Um 10 Uhr überreichte der Pöstler das Flugblatt Paul Zwahlen. «Da habe ich mir gedacht, etwas wird nicht ganz sauber sein, einfach so verirrt sich ja kein Bundesrat hierher.»

Um 15 Uhr endlich erhält Roman Lanz die konkreten Informationen. 3500 Tonnen Munition und tonnenweise Sprengstoff lagern noch unter dem Schuttkegel und im verschütteten Bahnstollen, über den die Armee während des Zweiten Weltkriegs das Material in den Berg transportierte. Besonders gefährlich und was 1947 möglicherweise die Kettenreaktion überhaupt erst auslöste: Die Bomben waren nicht von den Zündern separiert worden, sondern lagerten zusammen. Unter dem Material befinden sich auch 50-Kilogramm-Fliegerbomben mit grosser Zerstörungskraft. «Wir wussten zwar, dass noch Material verschüttet da lag», sagt Roman Lanz nun, «doch das Ausmass war für uns komplett neu.»

Noch ahnungsloser ist Paul Zwahlen. Es ist 19 Uhr am Donnerstag, 28. Juni, als er und die anderen Einwohner in der Turnhalle mit der Realität konfrontiert werden. Gleichzeitig gehen erste Berichte der Medien raus, die kurz vorher informiert worden sind. «Wir wussten schlicht nicht, dass da noch so viel gefährliches Material liegt», sagt Paul Zwahlen. Eine Karte aus dem vom Bundesrat veröffentlichten Zwischenbericht zeigt, welche Szenarien mit welcher Wahrscheinlichkeit eintreten könnten und welche Todesgefahr davon ausgeht. Der Schock sitzt tief. Man merkte es förmlich, nur gerade eine einzige Frage gab es nach der Information aus der Bevölkerung. «Die Fragen blieben den Leuten regelrecht im Hals stecken», sagt Zwahlens Tochter.
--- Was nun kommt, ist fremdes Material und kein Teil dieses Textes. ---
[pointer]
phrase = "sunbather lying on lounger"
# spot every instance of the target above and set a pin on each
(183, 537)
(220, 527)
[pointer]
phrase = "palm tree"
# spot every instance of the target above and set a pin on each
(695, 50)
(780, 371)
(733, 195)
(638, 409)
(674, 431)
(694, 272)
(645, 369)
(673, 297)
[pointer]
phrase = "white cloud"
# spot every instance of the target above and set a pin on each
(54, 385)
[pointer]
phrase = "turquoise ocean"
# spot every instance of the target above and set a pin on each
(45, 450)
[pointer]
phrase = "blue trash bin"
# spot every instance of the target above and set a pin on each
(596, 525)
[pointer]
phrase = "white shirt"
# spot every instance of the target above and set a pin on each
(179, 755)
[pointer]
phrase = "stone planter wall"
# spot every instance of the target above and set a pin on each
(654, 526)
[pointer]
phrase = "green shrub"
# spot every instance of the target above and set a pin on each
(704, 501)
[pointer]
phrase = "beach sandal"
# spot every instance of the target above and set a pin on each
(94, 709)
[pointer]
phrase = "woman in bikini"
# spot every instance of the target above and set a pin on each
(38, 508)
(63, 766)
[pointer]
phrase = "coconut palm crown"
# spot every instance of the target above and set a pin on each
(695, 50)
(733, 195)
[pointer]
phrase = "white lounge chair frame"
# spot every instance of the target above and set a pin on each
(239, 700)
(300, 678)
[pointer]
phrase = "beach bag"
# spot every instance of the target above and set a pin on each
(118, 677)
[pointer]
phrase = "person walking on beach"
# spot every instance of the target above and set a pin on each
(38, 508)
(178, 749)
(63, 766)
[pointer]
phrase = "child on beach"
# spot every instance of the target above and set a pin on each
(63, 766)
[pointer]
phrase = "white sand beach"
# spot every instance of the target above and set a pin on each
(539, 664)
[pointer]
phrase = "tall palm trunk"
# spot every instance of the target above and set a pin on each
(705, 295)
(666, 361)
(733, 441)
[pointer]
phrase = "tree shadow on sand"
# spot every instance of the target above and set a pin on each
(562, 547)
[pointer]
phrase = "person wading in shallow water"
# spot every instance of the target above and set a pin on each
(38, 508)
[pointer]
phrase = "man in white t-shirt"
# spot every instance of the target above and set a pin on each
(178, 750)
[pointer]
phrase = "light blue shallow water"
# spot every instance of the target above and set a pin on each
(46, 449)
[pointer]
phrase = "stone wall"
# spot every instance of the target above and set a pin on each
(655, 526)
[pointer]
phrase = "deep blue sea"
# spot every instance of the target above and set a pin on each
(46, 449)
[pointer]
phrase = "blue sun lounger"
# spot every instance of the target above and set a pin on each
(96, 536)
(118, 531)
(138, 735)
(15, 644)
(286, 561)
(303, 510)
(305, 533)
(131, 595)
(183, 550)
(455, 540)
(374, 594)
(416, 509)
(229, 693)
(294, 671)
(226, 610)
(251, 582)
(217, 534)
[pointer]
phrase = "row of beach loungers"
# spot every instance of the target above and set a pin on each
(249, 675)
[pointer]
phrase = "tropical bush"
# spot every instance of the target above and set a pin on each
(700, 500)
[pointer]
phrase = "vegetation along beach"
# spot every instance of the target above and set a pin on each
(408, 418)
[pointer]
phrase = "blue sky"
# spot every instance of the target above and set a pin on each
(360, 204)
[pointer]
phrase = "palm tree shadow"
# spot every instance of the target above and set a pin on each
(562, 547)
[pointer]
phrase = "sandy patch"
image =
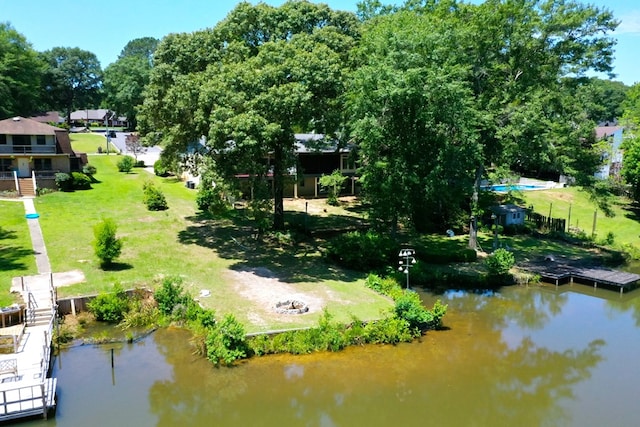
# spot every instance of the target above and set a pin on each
(263, 288)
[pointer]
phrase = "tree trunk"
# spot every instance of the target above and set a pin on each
(473, 224)
(278, 188)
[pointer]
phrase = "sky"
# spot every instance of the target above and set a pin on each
(104, 28)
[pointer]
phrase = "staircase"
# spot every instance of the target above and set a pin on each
(26, 187)
(39, 316)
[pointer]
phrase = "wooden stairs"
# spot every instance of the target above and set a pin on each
(26, 187)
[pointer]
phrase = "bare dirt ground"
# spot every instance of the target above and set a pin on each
(264, 290)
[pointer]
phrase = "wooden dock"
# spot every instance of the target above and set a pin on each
(26, 390)
(561, 273)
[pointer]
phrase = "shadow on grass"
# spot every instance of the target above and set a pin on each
(116, 266)
(291, 259)
(11, 257)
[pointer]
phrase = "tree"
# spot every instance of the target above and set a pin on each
(134, 145)
(126, 79)
(262, 73)
(20, 74)
(106, 245)
(72, 79)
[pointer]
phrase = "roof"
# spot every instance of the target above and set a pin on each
(605, 131)
(99, 114)
(317, 143)
(48, 117)
(21, 126)
(506, 209)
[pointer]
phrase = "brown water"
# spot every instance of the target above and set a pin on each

Die Fragen kommen erst jetzt, mit einigem Abstand. Was passiert denn nun? Wird das Zeug nun aus der Welt geschafft? Wird man das Dorf evakuieren müssen, zumindest für die Räumarbeiten? Wer springt für den Wertverlust der Immobilien ein? Fragen über Fragen.
Für Paul Zwahlen wäre eine Evakuation «das Schlimmste»: Hier weg, aus diesem Idyll, bitte nicht! Und doch, wenn es sein muss, muss es sein. «Hauptsache, diese Gefahr wird weggeräumt!». Angst haben weder er noch seine Tochter Monika Küenzi. «Da passierte in den vergangenen 70 Jahren nichts, weshalb sollte es gerade jetzt passieren?» Und doch ist für Zwahlen klar: «Dieses Zeug muss weg.» Diese Haltung widerspiegelt diejenige der Politik in der Region.

In Zwahlens Garten ergänzt die Tochter: «Wir wurden aus einem Dornröschenschlaf geweckt. Nun sind wir wach.» Schlafen würde sie zwar noch immer bestens. Aber: «Bis die Sache aus der Welt geschafft ist, schläfert man uns nicht einfach so wieder ein.»